While efficacy is central to evaluating MBIs as a first-line alternative to CBT, acceptability, preference, and cost-effectiveness are equally critical to real-world implementation (Hofmann et al., 2010). Evidence suggests comparable acceptability, with similar attrition rates across anxiety and depression trials (Li et al., 2021; Sverre et al., 2023). However, patient preferences may diverge: an RCT reported twice as many SAD participants preferred MBIs over CBT, yet preference did not influence clinical outcomes (Koszycki et al., 2022). Preference may nonetheless enhance satisfaction and adherence over time (Eigenhuis et al., 2024), supporting offering treatment choice. Economic comparisons are mixed. For depression, MBIs may reduce costs through lower practitioner contact time (Strauss et al., 2023), yet CBT produced marginally greater health gains at a modest additional cost, yielding an Incremental Cost-Effectiveness Ratio (ICER) of £11,366 per Quality-Adjusted Life Year (QALY) (Abu-Ashour et al., 2026), below accepted thresholds (NICE, 2022a), indicating CBT remains slightly more cost-effective. For anxiety, cost comparisons with CBT are limited by mixed samples and non-equivalent control conditions (Saha et al., 2020), constraining implementation conclusions.

Conclusion: Should the NHS offer it as a first-line alternative?

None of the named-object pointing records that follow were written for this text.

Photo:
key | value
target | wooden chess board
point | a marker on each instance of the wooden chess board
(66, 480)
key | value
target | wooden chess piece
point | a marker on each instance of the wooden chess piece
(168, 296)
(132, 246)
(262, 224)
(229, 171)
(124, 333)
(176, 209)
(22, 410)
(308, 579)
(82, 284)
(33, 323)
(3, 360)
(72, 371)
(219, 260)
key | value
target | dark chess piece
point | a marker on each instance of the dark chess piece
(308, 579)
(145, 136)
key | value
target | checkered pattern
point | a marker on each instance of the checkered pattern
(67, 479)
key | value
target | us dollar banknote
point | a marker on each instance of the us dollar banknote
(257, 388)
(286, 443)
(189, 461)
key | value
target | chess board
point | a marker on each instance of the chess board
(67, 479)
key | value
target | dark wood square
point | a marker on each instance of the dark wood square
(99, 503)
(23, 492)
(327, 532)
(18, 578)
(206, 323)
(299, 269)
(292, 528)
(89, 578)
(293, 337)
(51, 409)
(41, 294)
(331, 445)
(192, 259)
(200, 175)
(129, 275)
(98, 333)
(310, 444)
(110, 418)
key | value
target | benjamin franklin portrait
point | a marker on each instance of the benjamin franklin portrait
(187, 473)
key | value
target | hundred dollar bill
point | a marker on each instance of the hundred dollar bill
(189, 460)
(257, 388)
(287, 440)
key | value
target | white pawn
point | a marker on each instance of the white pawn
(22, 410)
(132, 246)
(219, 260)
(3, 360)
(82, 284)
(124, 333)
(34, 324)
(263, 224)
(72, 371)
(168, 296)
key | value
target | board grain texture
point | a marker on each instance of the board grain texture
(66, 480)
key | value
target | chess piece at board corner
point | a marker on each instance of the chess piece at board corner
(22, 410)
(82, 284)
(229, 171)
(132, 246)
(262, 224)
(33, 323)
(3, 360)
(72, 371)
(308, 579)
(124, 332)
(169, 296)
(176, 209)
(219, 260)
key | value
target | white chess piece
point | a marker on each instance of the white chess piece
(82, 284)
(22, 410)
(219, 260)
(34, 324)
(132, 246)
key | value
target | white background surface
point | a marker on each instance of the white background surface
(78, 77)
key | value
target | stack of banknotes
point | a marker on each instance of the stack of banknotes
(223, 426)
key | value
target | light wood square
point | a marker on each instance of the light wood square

Overall, the evidence does not support MBIs as a universal first-line alternative to CBT for depression and anxiety; the question warrants disorder-specific consideration. For recurrent and mild-to-moderate depression, the evidence for clinical equivalence is reasonably robust (Sverre et al., 2023), with supportive though not definitive evidence for longer-term equivalence (Farb et al., 2018), and MBIs may offer advantages in scalability, cost, and accessibility within overstretched NHS services (Strauss et al., 2023). The heterogeneous nature of anxiety requires disorder-subtype consideration. For GAD, the evidence remains underdeveloped to confidently offer MBIs as an alternative to CBT, aligned with NICE (2011). For SAD, NICE’s current position discouraging mindfulness (NICE, 2013) may warrant reconsideration in light of more recent evidence, including neuroimaging data suggesting equivalence (Goldin et al., 2021). Evidence on underlying mechanisms supports MBIs as an alternative for some presentations, consistent with more personalised treatment (Parmentier et al., 2019). Future research should prioritise disorder-specific, longitudinal, and pragmatic trials — including adequately powered non-inferiority and equivalence designs - to clarify whether MBIs are equivalent or superior for anxiety and other depression subtypes. Current evidence supports MBIs as an alternative to CBT for mild-to-moderate and recurrent depression, but the case for anxiety remains unproven and should not yet justify a change to first-line recommendations.

Thank you very much for reading - if you got this far!